Jonty Swanepoel, Hendrik Marck and Ernie Verwoerd

Platelet dysfunctions are implicated in cardiovascular diseases. Management of abnormal platelet aggregations with natural products is a promising approach to the treatment of cardiovascular diseases. In this study, betulinic acid (BA) isolated from Melaleuca bracteata leaf extract, and its acetyl derivative (3-β acetylbetulinic acid) (BAA) were investigated for their antiplatelet aggregation and cytotoxic activity.
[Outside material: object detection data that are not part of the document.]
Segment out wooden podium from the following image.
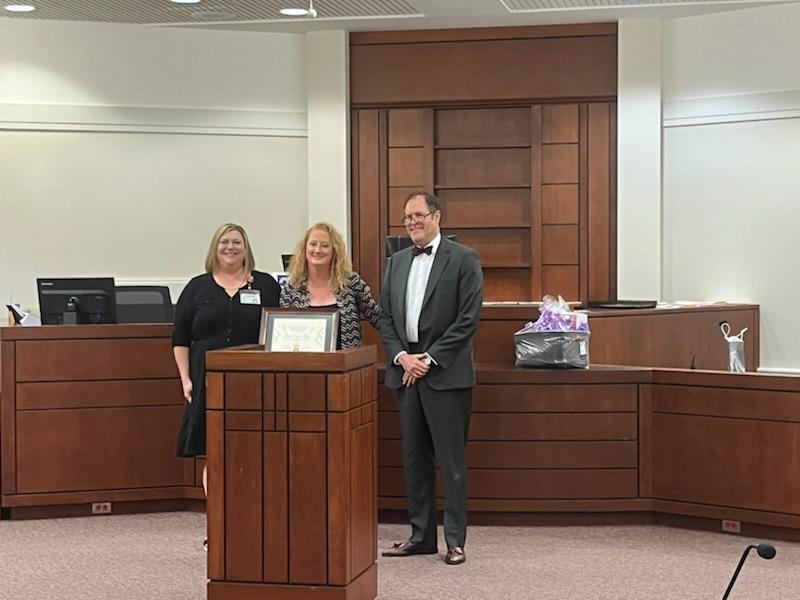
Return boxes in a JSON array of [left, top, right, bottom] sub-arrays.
[[206, 346, 378, 600]]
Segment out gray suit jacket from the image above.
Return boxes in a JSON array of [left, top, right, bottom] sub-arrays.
[[378, 236, 483, 390]]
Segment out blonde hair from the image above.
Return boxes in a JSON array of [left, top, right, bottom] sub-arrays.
[[289, 223, 353, 294], [206, 223, 256, 273]]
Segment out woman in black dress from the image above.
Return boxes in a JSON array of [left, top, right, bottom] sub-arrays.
[[172, 223, 281, 491]]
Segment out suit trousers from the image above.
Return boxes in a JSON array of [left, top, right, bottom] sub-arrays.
[[398, 377, 472, 547]]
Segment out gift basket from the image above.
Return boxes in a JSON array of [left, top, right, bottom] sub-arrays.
[[514, 296, 589, 369]]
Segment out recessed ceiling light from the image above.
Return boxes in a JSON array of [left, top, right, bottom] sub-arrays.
[[280, 0, 317, 19], [281, 8, 308, 17]]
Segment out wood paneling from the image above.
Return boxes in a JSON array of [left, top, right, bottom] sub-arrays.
[[264, 433, 289, 583], [350, 34, 617, 105], [586, 104, 613, 300], [542, 225, 578, 265], [225, 373, 262, 410], [589, 305, 758, 371], [378, 439, 638, 469], [389, 108, 430, 148], [225, 431, 264, 581], [379, 412, 636, 440], [378, 467, 638, 499], [653, 412, 800, 513], [445, 228, 531, 268], [16, 379, 184, 410], [351, 26, 616, 303], [542, 265, 580, 301], [0, 341, 17, 494], [389, 148, 425, 188], [542, 184, 579, 225], [483, 266, 531, 302], [16, 406, 185, 494], [16, 338, 178, 382], [352, 110, 386, 298], [327, 412, 353, 585], [436, 148, 531, 188], [289, 433, 328, 584], [289, 373, 325, 410], [432, 188, 531, 230], [349, 421, 377, 578], [532, 106, 544, 300], [542, 144, 579, 184], [434, 107, 531, 148], [542, 104, 578, 144]]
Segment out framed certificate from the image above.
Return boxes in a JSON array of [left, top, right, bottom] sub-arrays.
[[258, 308, 339, 352]]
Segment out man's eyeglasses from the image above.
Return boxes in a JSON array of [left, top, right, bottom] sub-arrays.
[[403, 211, 436, 225]]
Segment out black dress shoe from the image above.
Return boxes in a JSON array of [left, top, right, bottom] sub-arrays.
[[381, 540, 439, 556], [444, 546, 467, 565]]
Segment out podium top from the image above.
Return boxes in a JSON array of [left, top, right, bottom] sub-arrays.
[[206, 344, 378, 373]]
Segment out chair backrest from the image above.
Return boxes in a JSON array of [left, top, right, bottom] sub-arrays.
[[114, 285, 173, 323]]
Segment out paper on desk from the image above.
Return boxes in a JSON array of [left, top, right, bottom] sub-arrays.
[[6, 304, 42, 325]]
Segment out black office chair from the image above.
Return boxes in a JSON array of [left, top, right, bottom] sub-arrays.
[[114, 285, 173, 323]]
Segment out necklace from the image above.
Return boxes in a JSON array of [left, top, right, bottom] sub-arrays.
[[214, 273, 247, 292]]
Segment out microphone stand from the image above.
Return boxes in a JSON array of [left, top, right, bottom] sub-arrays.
[[722, 544, 775, 600]]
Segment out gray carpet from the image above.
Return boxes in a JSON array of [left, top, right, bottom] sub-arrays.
[[0, 513, 800, 600]]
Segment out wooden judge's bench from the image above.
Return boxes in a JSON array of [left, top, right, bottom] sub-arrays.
[[0, 304, 800, 599]]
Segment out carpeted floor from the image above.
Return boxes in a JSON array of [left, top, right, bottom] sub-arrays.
[[0, 513, 800, 600]]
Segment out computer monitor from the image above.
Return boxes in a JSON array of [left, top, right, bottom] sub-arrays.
[[36, 277, 117, 325], [386, 234, 458, 258]]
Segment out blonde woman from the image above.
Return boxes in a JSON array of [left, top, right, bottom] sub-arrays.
[[172, 223, 280, 510], [280, 223, 378, 348]]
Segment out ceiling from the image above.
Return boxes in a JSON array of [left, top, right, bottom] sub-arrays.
[[0, 0, 792, 33]]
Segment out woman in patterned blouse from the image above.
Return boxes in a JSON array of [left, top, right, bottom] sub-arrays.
[[280, 223, 379, 348]]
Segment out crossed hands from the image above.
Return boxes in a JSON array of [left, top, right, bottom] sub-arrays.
[[397, 354, 431, 387]]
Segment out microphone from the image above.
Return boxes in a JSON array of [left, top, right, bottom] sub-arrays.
[[722, 544, 777, 600], [689, 319, 727, 371]]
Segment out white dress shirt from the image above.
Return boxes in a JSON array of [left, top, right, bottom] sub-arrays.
[[406, 233, 442, 343]]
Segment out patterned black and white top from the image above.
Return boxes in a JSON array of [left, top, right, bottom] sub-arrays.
[[280, 273, 380, 348]]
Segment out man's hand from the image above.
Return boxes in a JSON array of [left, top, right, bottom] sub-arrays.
[[397, 354, 431, 387]]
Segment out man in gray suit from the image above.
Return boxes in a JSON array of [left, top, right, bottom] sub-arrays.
[[378, 192, 483, 565]]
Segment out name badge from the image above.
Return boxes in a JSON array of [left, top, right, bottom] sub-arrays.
[[239, 290, 261, 306]]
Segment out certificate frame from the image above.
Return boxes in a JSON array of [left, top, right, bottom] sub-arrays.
[[258, 308, 339, 352]]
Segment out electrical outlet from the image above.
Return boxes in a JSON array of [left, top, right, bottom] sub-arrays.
[[92, 502, 111, 515], [722, 519, 742, 533]]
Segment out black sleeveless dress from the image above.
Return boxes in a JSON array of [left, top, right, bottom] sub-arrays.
[[172, 271, 281, 457]]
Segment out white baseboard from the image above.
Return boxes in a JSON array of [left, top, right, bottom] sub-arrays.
[[663, 90, 800, 127], [0, 103, 308, 137], [758, 367, 800, 375]]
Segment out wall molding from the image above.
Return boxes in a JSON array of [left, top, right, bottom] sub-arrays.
[[663, 90, 800, 128], [0, 103, 308, 138], [758, 367, 800, 375]]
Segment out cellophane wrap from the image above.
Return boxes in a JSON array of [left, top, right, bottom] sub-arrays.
[[514, 296, 589, 369]]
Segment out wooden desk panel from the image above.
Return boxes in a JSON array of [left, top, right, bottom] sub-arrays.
[[363, 304, 759, 371], [0, 325, 202, 514], [652, 372, 800, 515]]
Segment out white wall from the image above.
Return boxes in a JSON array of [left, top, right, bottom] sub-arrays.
[[306, 31, 350, 240], [617, 19, 661, 300], [660, 4, 800, 372], [0, 20, 308, 308]]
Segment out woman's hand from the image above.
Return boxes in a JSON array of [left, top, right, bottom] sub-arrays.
[[181, 379, 192, 404]]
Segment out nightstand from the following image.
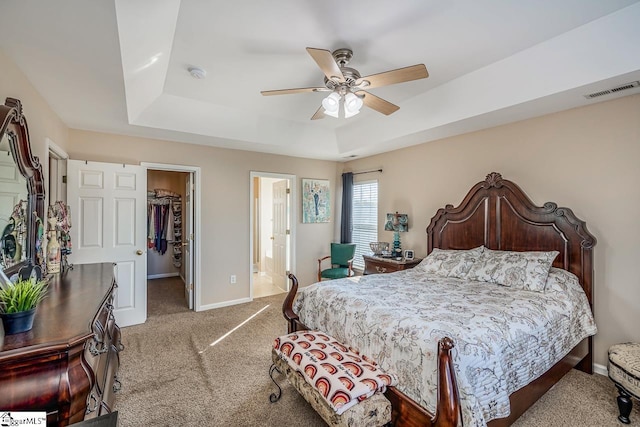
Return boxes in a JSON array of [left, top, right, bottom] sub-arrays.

Structures of the compounds were established and confirmed through spectral (nuclear magnetic resonance [NMR], infrared [IR], mass spectroscopy [MS]) data analysis. The antiplatelet aggregation activity of the compounds was separately evaluated on collagen, adenosine diphosphate [ADP], thrombin and epinephrine induced rat platelet aggregations. The 3-(4,5)- dimethylthiazol-2-yl)-2,5-diphenyl tetrazolium bromide (MTT) cytotoxicity assay was used to determine the cytotoxic effect of the compounds against human embryonic kidney (HEK293) and hepatocellular carcinoma (HEPG2) cell lines. The triterpenoids exhibited significant (p<0.05) dose dependent antiplatelet aggregation activity. The highest inhibitory activity of BA and BAA was observed on epinephrine induced platelet aggregation with IC50 values 0.78 and 0.85 mg/ml, respectively. BA and BAA showed less cytotoxicity effect on both HEK293 cell (IC50 1027 and 1051 µg/ml, respectively) and HEPG2 cells (IC50 448 and 672 mg/ml, respectively). The results suggest that the compounds could serve as potential templates for synthesis of new antiplatelet drugs.